In a nutshell, because most are based on flawed statistics.

**The Question of Standard Deviations and Variances**

If you have studied for the College Board Examination, you should know that standard deviations are not additive. You should also know that variances are additive for independent random variables. Read the article Why Variances Add — And Why It Matters. Many SEOs fail to know this.

**The Question of Correlation Coefficients**

Like standard deviations, correlation coefficients are not additive, period. Since they cannot be added, it is not possible to compute an arithmetic average out of them. The same can be said about cosines, cosine similarities, slopes, and in general about any dissimilar ratio. Read the *Communications in Statistics *article The Self-Weighting Model wherein flaws in the top two main meta-analysis models are documented. Again, many SEOs do not understand this point.

**The Question of Normality**

Although no data set is exactly normally distributed, most statistical analyses require that the data be approximately normally distributed for their findings to be valid; otherwise one cannot claim that, for instance a computed arithmetic mean (average) is a valid estimator of central tendency for the data at hand. Most SEOs and some “web analytic gurus” out there simply take some data and average them without first doing a normality test.

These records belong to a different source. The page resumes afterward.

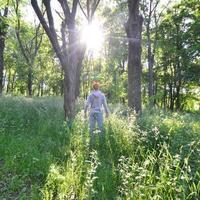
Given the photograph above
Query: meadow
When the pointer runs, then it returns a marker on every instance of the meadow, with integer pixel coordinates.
(155, 156)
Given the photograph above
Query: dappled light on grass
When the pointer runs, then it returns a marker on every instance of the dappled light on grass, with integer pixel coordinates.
(156, 155)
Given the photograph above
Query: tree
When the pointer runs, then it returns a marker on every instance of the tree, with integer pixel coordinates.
(134, 30)
(3, 31)
(28, 48)
(69, 51)
(179, 54)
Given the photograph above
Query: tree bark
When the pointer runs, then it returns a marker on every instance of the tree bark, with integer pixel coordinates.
(134, 30)
(70, 53)
(3, 33)
(2, 46)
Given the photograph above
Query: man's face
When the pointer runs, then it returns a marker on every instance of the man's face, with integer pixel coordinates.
(96, 85)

**The Question of Big Data and the t-Test of Significance**

When the Fathers of Statistics (Fisher and company) came up with the t-test of significance and similar tests, these were meant to be used with small data sets, not big data sets. To illustrate, if you take a very very very large data set of N paired results, compute a statistic (eg. a correlation coefficient), and compare it against a t-table value, eventually it will pass the test of significance. This will be true for experimental correlations as small as 0.1, 0.01, 0.001….. provided that N is large enough. Claims of statistical significancies are in this case useless. This is why with big data you should try data stratification methods, followed by weighting methods. Big data can lead to big statistical pitfalls.

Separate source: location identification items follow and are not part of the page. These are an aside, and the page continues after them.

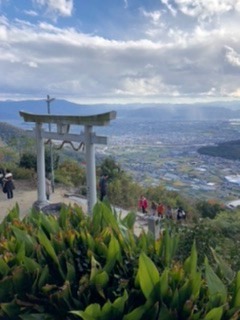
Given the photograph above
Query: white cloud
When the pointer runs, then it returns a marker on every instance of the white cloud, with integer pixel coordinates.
(61, 7)
(170, 55)
(205, 9)
(31, 13)
(232, 57)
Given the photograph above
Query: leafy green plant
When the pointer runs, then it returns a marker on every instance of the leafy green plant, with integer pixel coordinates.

**The Question of Average of Ratios or Ratio of Averages**

Ratios cannot be added and then averaged arithmetically, period. A ratio of averages must be used instead of computing an average of ratios. The reason is that a ratio distribution is Cauchy. A Cauchy Distribution is often mistaken for a normal one, but has no mean, variance, or higher moments. As more sample are taken, the sample mean and variance change with an increasing bias as more samples are taken. Computing an average mean from a Cauchy distribution is not an estimate of central tendency. SEOs should know what they are averaging. Check one of my old posts and the comments that followed at

http://irthoughts.wordpress.com/2012/06/04/when-big-data-leads-to-big-errors/#comment-1469

To sum up, beware of SEO statistical “studies”.

Leonid Boytsov (@srchvrs)

said:It is not a good argument about getting statistical significance with a lot of data. You will get a significant result eventually and it will demonstrate the true effect size with high probability. That is if the effect is tiny, you will see it’s tiny and has no practical consequence.

PS: In more details, I discussed this issue a month ago: http://searchivarius.org/blog/statistical-significance-useful

egarcia

said:Agreed. That’s exactly the gist of the post. Forcing very small correlations to pass a significance test by using big data proves nothing.

Leonid Boytsov (@srchvrs)

said:The violation of normality is another story that doesn’t harm essentially anything. It is well-known that t-test works really well even when assumptions are stretched to an amazing degree. One good example is information retrieval. People thought that they might get much better results with permutation/bootstrap tests. But, alas, t-test works perfectly and agrees with non-parametric re-sampling tests almost ideally.

egarcia

said:I disagree. There are many scenarios wherein normality must not be violated.

For instance, Zimmerman et al. (2003) showed that arbitrarily applying Fisher’s Z Transformation to correlations from distributions that violate bivariate normality, can lead to spurious results. In this case both x and y must be normally distributed.

Zimmerman, D. W., Zumbo, B. D., Williams, R. H. (2003). Bias in estimation and hypothesis testing of correlation. Psicológica 24:133–158.